DIED: 1925 in District of Columbia.
(When he died, Miles was the last full-rank Major General of the Civil War.)
CAMPAIGNS: Peninsula, Fredericksburg, Chancellorsville, Wilderness,
Spotsylvania, and Petersburg, Chancellorsville, Gettysburg, Mine Run.
Nelson Appleton Miles was born on August 8, 1839, in Westminster, Massachusetts. In order to obtain more education, he went to Boston at the age of 17. He worked in a crockery store during the day, and went to school at night. Miles also received some military education from Col. M. Salignac, a former French officer. When the Civil War began, he went out and recruited volunteers for the 22d Massachusetts regiment. Because of his young age, he was kept on staff throughout the Peninsula Campaign, in which he was wounded. Wounded at Fredericksburg and Chancellorsville, he was brevetted a brigadier general and awarded the Medal of Honor. Miles fought at the Battles of the Wilderness and Spotsylvania, and was wounded for the fourth time at Petersburg. He was promoted to brigadier general of volunteers on May 12, 1864, and again promoted to major general on October 21, 1865. In 1866, when the Regular Army was reorganized, Miles took the opportunity to turn his military activities into a serious professional career. He was appointed colonel of the 40th US Infantry, with all African American troops; then, after commanding at Fort Monroe, was moved to the 5th US Infantry.
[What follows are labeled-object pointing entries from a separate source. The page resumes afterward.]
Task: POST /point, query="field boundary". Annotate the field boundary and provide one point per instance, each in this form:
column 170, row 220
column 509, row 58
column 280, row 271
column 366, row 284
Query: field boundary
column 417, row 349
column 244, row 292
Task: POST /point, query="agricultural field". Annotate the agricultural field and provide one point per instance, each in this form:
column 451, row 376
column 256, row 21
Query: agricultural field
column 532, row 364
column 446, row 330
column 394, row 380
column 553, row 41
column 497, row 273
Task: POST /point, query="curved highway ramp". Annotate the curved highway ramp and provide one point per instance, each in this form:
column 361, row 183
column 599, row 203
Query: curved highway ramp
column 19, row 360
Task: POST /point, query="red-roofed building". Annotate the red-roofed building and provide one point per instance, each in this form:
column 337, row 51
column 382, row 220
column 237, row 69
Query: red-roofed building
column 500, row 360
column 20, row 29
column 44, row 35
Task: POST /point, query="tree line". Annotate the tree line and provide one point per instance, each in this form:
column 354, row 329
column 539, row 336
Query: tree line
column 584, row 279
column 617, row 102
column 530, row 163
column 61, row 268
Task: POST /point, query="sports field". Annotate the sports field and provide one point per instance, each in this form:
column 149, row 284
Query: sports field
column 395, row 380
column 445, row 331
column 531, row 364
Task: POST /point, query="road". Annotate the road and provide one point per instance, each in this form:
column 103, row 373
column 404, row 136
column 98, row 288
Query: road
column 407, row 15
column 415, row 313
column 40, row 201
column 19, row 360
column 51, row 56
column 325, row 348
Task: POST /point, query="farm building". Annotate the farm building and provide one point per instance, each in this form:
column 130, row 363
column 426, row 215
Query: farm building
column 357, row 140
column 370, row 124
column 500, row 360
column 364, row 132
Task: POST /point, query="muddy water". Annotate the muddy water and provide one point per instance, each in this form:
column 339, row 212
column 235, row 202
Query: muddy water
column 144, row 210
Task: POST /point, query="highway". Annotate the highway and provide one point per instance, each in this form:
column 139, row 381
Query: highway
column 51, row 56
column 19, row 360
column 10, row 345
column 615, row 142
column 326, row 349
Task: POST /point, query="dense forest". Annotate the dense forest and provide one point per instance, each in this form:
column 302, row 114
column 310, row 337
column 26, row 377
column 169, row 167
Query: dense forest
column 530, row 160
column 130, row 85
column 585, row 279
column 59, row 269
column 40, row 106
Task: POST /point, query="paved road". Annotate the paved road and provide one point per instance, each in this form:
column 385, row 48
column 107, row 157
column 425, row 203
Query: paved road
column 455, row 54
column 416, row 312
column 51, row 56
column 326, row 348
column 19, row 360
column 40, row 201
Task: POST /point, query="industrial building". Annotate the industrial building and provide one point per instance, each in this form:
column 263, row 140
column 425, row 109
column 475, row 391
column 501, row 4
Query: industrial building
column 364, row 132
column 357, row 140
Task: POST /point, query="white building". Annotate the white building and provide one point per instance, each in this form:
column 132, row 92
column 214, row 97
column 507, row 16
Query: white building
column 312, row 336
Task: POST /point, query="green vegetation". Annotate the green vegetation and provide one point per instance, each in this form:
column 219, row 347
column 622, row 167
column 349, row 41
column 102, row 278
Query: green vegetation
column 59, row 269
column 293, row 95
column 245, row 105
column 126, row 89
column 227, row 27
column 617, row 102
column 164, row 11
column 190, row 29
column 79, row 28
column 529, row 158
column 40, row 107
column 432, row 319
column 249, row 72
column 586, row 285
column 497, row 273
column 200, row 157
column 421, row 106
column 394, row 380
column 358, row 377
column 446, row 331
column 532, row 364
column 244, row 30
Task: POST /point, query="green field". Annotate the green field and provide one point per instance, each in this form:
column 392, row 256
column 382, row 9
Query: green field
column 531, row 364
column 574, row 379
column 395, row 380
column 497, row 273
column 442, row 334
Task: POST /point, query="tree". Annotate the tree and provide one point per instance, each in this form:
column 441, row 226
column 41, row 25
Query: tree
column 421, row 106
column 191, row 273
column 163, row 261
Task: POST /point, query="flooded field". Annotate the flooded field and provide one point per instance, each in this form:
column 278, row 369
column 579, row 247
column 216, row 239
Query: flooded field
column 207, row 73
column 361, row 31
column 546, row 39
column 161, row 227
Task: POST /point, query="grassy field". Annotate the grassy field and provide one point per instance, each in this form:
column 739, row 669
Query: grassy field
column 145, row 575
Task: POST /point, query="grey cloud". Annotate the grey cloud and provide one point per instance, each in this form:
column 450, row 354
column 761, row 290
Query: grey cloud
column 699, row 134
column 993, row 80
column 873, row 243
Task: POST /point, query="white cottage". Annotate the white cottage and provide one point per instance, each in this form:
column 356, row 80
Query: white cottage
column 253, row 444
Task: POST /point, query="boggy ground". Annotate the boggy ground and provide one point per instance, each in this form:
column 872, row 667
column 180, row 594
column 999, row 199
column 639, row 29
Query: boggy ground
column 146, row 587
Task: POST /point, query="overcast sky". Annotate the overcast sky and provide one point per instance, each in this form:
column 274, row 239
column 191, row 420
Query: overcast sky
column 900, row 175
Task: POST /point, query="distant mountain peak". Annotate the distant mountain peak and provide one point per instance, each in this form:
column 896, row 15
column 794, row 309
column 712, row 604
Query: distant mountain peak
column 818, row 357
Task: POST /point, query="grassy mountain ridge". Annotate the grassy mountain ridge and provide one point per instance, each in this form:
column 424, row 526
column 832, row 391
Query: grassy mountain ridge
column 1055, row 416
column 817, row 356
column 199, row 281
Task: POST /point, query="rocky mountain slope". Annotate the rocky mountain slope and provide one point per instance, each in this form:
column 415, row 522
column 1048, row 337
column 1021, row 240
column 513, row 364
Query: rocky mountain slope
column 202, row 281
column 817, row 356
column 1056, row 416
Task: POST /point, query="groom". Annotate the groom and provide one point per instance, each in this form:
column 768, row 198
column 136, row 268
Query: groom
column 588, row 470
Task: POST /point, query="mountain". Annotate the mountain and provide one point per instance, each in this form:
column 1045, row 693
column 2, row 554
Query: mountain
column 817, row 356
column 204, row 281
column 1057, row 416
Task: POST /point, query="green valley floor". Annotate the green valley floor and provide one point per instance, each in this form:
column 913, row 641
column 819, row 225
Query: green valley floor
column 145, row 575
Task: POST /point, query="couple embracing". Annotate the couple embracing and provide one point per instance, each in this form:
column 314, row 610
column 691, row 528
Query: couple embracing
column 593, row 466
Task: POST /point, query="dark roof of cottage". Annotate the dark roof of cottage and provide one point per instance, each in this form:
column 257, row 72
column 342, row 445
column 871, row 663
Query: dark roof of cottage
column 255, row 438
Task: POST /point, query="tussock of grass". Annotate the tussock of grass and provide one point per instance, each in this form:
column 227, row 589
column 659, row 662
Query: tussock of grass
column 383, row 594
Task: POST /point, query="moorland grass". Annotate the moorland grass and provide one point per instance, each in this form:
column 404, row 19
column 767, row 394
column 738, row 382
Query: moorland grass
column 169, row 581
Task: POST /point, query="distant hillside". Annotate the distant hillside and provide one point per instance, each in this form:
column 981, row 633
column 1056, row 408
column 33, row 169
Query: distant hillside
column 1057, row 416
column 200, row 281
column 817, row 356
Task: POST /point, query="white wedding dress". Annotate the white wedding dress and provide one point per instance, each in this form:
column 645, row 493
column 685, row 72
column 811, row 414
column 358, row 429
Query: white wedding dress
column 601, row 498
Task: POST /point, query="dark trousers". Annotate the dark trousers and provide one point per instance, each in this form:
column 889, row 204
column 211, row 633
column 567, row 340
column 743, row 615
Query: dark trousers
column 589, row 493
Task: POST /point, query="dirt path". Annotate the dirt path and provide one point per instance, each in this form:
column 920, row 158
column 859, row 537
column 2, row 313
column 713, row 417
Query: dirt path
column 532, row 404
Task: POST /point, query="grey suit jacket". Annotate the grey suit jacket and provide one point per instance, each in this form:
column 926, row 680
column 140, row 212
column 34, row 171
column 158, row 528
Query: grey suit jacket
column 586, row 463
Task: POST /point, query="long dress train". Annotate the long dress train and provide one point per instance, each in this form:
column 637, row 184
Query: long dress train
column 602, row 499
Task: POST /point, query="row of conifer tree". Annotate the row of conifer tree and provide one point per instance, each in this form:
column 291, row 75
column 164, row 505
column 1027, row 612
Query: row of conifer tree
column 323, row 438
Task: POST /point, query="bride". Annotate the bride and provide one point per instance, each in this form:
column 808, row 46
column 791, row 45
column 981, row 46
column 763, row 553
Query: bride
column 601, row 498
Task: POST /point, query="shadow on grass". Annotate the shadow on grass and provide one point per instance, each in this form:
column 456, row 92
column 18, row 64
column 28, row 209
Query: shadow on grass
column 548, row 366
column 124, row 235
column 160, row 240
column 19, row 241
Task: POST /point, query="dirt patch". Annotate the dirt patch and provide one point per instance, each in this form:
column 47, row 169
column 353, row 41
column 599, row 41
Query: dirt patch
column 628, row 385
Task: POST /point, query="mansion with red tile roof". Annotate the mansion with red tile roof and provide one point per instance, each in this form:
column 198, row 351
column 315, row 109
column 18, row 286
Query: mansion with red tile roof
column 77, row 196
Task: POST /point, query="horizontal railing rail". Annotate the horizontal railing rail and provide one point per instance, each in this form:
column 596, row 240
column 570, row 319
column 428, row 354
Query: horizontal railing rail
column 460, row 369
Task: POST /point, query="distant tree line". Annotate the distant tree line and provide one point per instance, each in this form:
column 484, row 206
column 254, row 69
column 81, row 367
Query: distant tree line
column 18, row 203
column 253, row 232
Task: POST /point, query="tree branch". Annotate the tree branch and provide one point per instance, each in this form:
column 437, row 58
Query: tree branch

After the Civil War, he was posted to the West, he was able to "pacify" Native Americans with a high success rate, and even captured Geronimo. Miles was promoted to brigadier general in the US Army in 1880, major general in 1890 and lieutenant general in 1900. Appointed commander in chief of the army in 1895, he served through the Spanish-American War and remained until his retirement in 1903. He spent his retirement in Washington, and wrote an autobiography and a book called "Serving the Republic." Miles outlived all the other full-rank major generals of the Civil War, and died in the District of Columbia, on May 15, 1925.